# Zulip Chat Archive

## Stream: new members

### Topic: Custom notation inside structures

#### Kuba (May 18 2023 at 23:37):

Hi,

I have a structure whose constructor takes, among other things, a quaternary congruence relation and proofs of some of its properties as arguments. I would like to define a custom notation, so that I can write `a b ≅ c d`

instead of `congruence a b c d`

. However, if I use the `notation`

command and then try to use the newly defined notation, I get an error.

My code:

```
structure space where
(point_t : Type)
(congruence : point_t → point_t → point_t → point_t → Prop)
notation a b " ≅ " c d => space.congruence a b c d
(symmetry_of_congruence : ∀ a b : point_t, a b ≅ b a)
```

Error message (relating to the congruence symbol on the last line):

```
expected token
```

#### Chris Bailey (May 19 2023 at 04:19):

The parser won't let you declare notation inside a structure declaration. You would want to declare the notation beforehand somewhere in the syntax/macro/notation hierarchy. One way of doing it (someone can probably give you a more clean implementation):

```
set_option hygiene false in
macro a:term b:term " ≅ " c:term:max d:term : term => `(congruence $a $b $c $d)
structure space where
(point_t : Type)
(congruence : point_t → point_t → point_t → point_t → Prop)
(symmetry_of_congruence : ∀ a b : point_t, a b ≅ b a)
#print space
```

#### Eric Wieser (May 19 2023 at 05:58):

Does putting the notation command in `()`

help?

#### Eric Wieser (May 19 2023 at 05:59):

Oh nevermind, this is lean4

#### Kuba (May 22 2023 at 23:24):

Hmm, thanks for the answer, but I feel a bit queasy about disabling an option that has "hygiene" in its name. Does anyone know whether there is a cleaner way of doing this? I would have thought that my use case is a pretty common one. Or maybe the problem is with me using a lean structure here? What I am trying to achieve, is to describe a space made up of points and equipped with two relations that satisfy certain axioms. Both the points and the relations are primitive notions.

#### Reid Barton (May 23 2023 at 11:42):

Of course you can always manually expand the notation while defining the structure, and the worst that can happen is it may be hard to read/write.

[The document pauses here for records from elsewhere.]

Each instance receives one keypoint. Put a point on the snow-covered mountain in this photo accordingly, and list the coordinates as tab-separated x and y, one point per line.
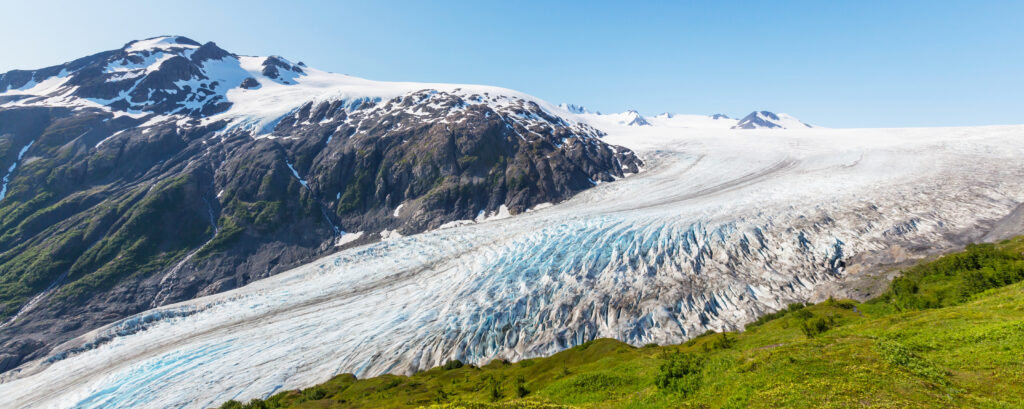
765	119
756	120
721	226
168	169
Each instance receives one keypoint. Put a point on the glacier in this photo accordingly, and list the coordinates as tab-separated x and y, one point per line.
720	227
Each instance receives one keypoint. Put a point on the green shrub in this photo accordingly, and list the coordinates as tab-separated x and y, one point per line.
453	364
680	373
520	386
901	357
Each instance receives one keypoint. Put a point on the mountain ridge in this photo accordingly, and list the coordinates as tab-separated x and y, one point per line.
168	169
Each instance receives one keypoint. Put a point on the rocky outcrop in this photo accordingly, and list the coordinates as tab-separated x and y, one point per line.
151	198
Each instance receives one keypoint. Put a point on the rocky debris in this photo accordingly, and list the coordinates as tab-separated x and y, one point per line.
110	214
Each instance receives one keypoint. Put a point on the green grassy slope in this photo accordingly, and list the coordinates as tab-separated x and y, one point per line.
947	333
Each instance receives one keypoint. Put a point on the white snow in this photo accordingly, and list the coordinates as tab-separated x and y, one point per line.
348	238
10	170
723	226
157	43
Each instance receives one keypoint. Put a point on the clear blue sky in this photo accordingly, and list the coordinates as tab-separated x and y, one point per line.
842	64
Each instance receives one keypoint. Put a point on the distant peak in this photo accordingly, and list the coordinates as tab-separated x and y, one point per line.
635	119
162	43
573	108
768	119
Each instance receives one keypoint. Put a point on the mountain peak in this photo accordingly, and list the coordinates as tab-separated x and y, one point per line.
165	43
768	120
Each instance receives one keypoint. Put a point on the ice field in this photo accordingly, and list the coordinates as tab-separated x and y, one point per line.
720	227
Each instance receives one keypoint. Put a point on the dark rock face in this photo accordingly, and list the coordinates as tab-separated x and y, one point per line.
107	215
637	119
756	120
762	119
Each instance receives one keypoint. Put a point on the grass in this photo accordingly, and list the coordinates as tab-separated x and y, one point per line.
935	339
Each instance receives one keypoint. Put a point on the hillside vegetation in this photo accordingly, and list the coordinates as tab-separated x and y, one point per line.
947	333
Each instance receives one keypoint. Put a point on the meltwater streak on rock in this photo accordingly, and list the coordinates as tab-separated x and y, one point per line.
718	230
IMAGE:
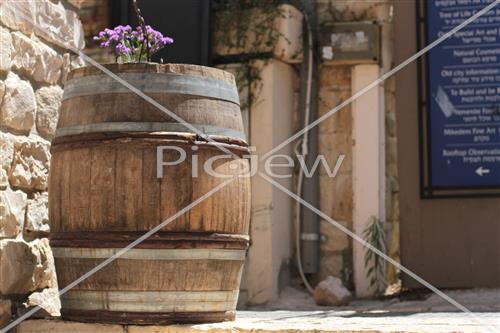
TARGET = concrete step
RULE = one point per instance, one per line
(299, 321)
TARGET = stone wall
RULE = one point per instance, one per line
(336, 138)
(35, 38)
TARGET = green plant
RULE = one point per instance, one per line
(374, 234)
(248, 27)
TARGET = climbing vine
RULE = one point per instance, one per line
(247, 28)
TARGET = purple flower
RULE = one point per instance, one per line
(133, 45)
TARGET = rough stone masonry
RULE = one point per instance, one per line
(34, 62)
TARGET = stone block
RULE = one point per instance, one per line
(5, 50)
(5, 312)
(48, 19)
(70, 62)
(12, 211)
(48, 101)
(63, 26)
(286, 42)
(339, 204)
(37, 217)
(331, 292)
(18, 15)
(47, 299)
(335, 239)
(26, 267)
(36, 59)
(6, 154)
(17, 112)
(30, 166)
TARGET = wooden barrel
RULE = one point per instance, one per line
(105, 193)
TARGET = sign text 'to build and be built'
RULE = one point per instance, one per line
(463, 96)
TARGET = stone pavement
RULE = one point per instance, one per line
(430, 314)
(296, 321)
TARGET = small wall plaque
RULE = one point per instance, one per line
(351, 43)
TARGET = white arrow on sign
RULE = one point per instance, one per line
(481, 171)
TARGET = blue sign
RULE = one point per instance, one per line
(464, 95)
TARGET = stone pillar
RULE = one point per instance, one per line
(271, 122)
(368, 166)
(35, 38)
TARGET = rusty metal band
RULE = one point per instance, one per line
(151, 301)
(150, 254)
(153, 83)
(148, 127)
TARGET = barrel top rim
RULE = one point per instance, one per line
(187, 69)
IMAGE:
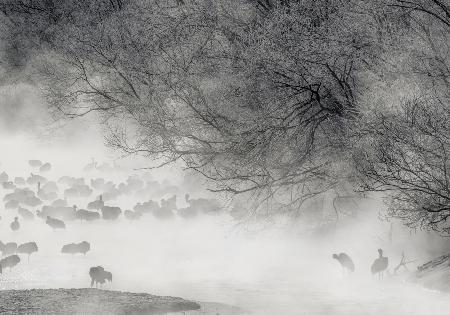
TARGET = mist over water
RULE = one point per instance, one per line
(277, 270)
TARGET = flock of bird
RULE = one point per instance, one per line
(379, 266)
(39, 198)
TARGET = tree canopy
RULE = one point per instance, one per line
(280, 99)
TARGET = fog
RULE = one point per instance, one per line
(281, 269)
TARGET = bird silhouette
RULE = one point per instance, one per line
(380, 264)
(346, 262)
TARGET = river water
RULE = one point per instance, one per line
(206, 260)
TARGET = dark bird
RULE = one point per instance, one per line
(10, 261)
(380, 264)
(99, 275)
(15, 225)
(97, 204)
(55, 223)
(345, 261)
(27, 248)
(87, 215)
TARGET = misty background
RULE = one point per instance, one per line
(319, 126)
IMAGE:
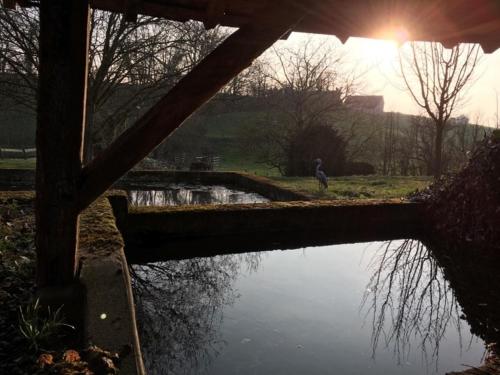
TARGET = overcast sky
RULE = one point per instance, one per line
(381, 78)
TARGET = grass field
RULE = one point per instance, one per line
(352, 187)
(356, 187)
(17, 163)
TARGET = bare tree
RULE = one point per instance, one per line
(436, 79)
(131, 65)
(306, 87)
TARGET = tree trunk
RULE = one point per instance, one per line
(64, 36)
(88, 145)
(438, 151)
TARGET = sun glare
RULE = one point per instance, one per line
(383, 51)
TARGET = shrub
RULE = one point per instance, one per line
(358, 168)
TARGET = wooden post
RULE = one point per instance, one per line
(233, 55)
(64, 38)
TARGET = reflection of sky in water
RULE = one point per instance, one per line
(302, 312)
(180, 194)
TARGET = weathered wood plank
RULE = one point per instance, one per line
(64, 36)
(233, 55)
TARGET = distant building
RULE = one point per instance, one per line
(366, 103)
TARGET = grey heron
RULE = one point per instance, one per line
(320, 175)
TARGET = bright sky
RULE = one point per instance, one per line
(381, 78)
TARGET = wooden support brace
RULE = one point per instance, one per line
(64, 40)
(232, 56)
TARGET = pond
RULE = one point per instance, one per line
(182, 194)
(378, 308)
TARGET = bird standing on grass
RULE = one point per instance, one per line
(320, 175)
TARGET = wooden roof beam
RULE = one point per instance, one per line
(215, 11)
(231, 57)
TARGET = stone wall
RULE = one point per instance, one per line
(155, 233)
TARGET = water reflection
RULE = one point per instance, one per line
(181, 194)
(410, 301)
(179, 310)
(297, 312)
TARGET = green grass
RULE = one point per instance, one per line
(18, 163)
(356, 187)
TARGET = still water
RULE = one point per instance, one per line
(378, 308)
(181, 194)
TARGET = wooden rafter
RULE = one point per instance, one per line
(232, 56)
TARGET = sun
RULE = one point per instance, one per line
(382, 52)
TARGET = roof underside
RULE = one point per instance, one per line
(447, 21)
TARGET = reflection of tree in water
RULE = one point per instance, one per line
(180, 194)
(408, 298)
(179, 309)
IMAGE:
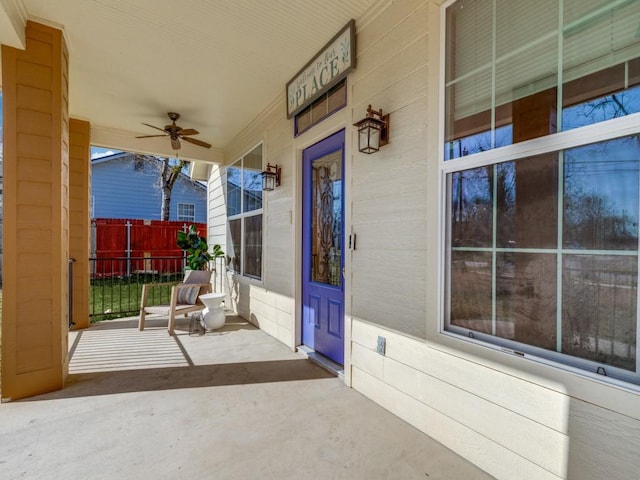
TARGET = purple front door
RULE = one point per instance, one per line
(323, 247)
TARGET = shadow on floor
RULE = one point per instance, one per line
(107, 383)
(233, 323)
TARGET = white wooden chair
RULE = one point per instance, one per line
(184, 297)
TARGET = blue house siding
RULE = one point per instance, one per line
(122, 187)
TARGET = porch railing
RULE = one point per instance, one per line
(116, 283)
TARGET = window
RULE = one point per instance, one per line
(542, 170)
(330, 102)
(244, 213)
(186, 212)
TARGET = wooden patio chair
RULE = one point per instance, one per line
(184, 297)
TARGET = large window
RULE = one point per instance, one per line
(244, 213)
(541, 165)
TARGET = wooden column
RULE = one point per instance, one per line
(35, 283)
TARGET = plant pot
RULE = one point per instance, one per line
(213, 315)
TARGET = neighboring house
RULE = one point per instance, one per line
(126, 185)
(478, 276)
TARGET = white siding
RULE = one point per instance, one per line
(512, 417)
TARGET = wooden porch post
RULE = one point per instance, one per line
(36, 214)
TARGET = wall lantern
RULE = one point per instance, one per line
(271, 177)
(373, 131)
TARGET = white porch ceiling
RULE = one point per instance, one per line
(218, 63)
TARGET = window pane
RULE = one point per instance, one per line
(601, 195)
(472, 207)
(326, 219)
(601, 108)
(252, 180)
(253, 246)
(233, 252)
(526, 298)
(527, 198)
(599, 308)
(234, 188)
(471, 291)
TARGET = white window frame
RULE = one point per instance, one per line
(242, 216)
(590, 134)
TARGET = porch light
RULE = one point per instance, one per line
(271, 177)
(373, 131)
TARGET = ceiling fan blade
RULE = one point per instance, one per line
(157, 128)
(200, 143)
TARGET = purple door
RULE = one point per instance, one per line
(323, 247)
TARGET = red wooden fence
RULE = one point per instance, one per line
(125, 238)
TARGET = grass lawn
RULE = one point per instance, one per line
(109, 299)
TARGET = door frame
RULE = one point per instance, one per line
(340, 120)
(322, 340)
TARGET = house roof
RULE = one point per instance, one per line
(218, 63)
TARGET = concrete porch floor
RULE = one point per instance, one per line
(233, 404)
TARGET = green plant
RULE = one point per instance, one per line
(195, 246)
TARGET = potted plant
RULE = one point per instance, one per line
(196, 248)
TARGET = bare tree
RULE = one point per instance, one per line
(170, 171)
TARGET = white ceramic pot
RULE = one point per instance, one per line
(213, 314)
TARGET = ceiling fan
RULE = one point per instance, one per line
(176, 133)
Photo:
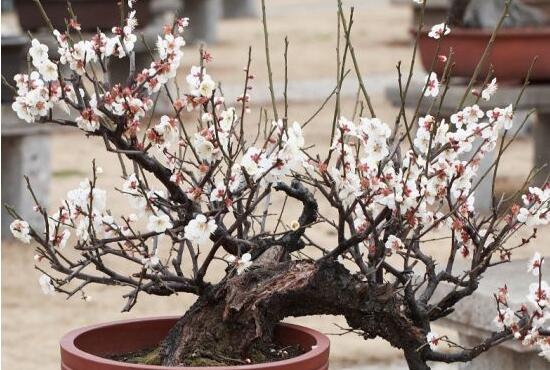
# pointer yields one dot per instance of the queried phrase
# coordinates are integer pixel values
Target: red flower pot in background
(510, 56)
(91, 14)
(82, 349)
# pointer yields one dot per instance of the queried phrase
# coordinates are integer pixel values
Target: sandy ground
(32, 323)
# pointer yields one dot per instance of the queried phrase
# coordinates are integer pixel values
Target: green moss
(150, 358)
(202, 361)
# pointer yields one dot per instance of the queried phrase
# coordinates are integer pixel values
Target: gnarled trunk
(239, 314)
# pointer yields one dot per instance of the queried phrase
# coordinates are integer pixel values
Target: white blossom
(199, 229)
(46, 284)
(490, 90)
(432, 85)
(242, 264)
(439, 30)
(159, 224)
(21, 230)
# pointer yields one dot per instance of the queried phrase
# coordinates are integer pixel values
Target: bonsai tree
(200, 193)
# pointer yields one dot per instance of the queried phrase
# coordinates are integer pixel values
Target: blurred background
(57, 159)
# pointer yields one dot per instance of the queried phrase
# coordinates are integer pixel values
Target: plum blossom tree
(201, 193)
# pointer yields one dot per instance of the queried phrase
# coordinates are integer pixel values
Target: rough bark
(231, 319)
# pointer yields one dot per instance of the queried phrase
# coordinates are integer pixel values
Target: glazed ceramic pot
(511, 54)
(91, 14)
(83, 349)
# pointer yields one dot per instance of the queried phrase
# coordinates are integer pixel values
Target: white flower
(432, 85)
(505, 318)
(21, 230)
(394, 243)
(38, 52)
(535, 264)
(489, 90)
(159, 224)
(46, 284)
(207, 86)
(48, 70)
(250, 160)
(204, 148)
(545, 350)
(439, 30)
(87, 121)
(199, 229)
(218, 193)
(539, 295)
(433, 340)
(242, 263)
(150, 262)
(131, 185)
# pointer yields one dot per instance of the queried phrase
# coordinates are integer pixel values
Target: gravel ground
(32, 323)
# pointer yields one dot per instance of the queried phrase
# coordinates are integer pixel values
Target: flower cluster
(207, 183)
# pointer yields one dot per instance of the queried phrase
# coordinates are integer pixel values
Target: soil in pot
(259, 355)
(93, 348)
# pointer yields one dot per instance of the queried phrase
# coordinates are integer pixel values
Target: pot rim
(487, 32)
(68, 346)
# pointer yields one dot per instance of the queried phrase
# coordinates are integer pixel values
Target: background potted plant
(209, 196)
(524, 35)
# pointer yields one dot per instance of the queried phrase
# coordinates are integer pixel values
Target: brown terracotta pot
(91, 14)
(511, 55)
(82, 349)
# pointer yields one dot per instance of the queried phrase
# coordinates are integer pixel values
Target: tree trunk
(239, 314)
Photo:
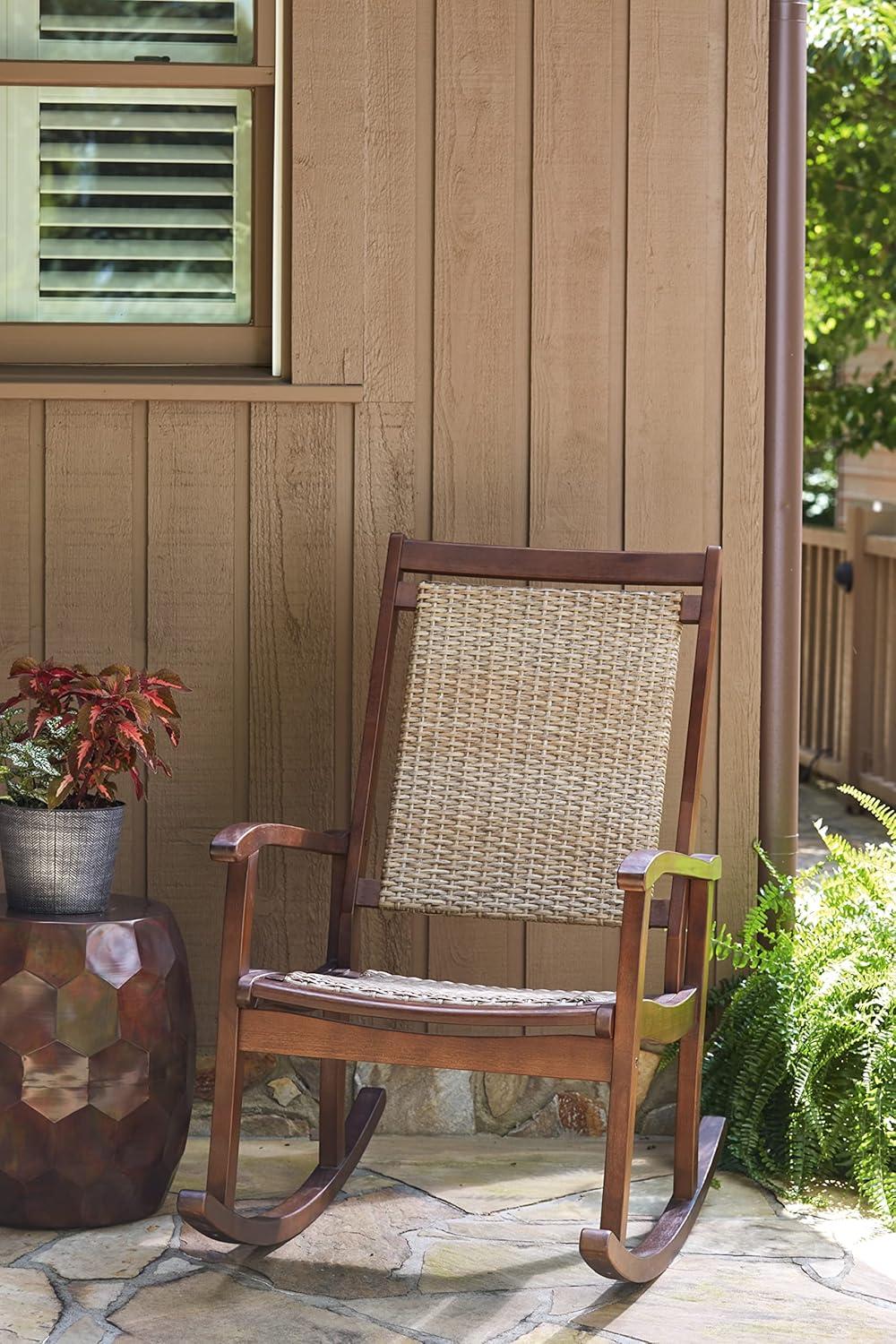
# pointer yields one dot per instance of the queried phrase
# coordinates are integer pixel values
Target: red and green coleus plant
(89, 728)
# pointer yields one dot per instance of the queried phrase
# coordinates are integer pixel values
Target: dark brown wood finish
(694, 745)
(263, 1011)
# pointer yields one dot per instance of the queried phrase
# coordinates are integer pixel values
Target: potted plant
(61, 820)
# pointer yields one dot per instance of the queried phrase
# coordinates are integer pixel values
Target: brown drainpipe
(780, 725)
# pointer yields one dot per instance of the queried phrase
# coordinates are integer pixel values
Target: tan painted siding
(535, 233)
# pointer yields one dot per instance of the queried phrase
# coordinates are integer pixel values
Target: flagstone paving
(457, 1241)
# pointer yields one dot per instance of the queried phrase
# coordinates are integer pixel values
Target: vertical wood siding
(533, 230)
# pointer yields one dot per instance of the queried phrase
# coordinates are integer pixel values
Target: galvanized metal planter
(62, 862)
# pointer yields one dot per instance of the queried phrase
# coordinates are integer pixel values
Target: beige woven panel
(379, 984)
(533, 750)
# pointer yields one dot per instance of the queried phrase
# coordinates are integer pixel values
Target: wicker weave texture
(533, 750)
(379, 984)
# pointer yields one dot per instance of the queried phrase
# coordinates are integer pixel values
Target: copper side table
(97, 1062)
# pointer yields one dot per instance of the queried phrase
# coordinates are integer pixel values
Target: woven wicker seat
(533, 750)
(379, 984)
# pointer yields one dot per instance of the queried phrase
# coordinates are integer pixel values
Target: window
(136, 182)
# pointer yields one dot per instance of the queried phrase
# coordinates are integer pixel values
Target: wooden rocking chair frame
(254, 1005)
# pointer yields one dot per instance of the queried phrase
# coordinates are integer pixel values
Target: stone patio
(465, 1239)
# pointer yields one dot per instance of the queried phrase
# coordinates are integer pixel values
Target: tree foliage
(849, 231)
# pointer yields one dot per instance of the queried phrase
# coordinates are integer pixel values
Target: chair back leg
(332, 1117)
(700, 902)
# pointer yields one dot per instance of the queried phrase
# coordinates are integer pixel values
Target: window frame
(124, 346)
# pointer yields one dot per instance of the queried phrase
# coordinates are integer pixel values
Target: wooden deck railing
(848, 683)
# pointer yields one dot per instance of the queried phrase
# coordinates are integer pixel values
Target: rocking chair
(530, 785)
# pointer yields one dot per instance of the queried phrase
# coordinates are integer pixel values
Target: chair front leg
(624, 1070)
(700, 902)
(223, 1152)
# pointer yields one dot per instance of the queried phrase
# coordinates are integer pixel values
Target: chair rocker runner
(530, 785)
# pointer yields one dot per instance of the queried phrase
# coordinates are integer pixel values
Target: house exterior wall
(527, 293)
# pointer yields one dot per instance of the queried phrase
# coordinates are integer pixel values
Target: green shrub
(804, 1058)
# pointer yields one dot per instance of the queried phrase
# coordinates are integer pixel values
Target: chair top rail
(512, 562)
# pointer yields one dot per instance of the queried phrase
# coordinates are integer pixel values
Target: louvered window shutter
(128, 204)
(218, 31)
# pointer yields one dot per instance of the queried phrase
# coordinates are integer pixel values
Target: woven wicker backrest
(533, 749)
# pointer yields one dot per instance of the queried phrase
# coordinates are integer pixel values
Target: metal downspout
(782, 529)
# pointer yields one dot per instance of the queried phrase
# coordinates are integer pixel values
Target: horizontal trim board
(180, 387)
(123, 74)
(314, 1038)
(508, 562)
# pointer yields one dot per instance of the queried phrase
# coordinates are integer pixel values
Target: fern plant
(804, 1058)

#### Reid Barton (May 23 2023 at 11:42):

Sometimes it could also make sense to split the structure into two parts, and define the notation in between.

#### Chris Bailey (May 23 2023 at 13:55):

Kuba said:

Hmm, thanks for the answer, but I feel a bit queasy about disabling an option that has "hygiene" in its name. Does anyone know whether there is a cleaner way of doing this?

```
macro a:term b:term " ≅ " c:term:max d:term : term =>
`($(mkIdent `congruence) $a $b $c $d)
```

(This produces pretty much identical code, but if it makes you feel better to not write the word hygiene, go for it)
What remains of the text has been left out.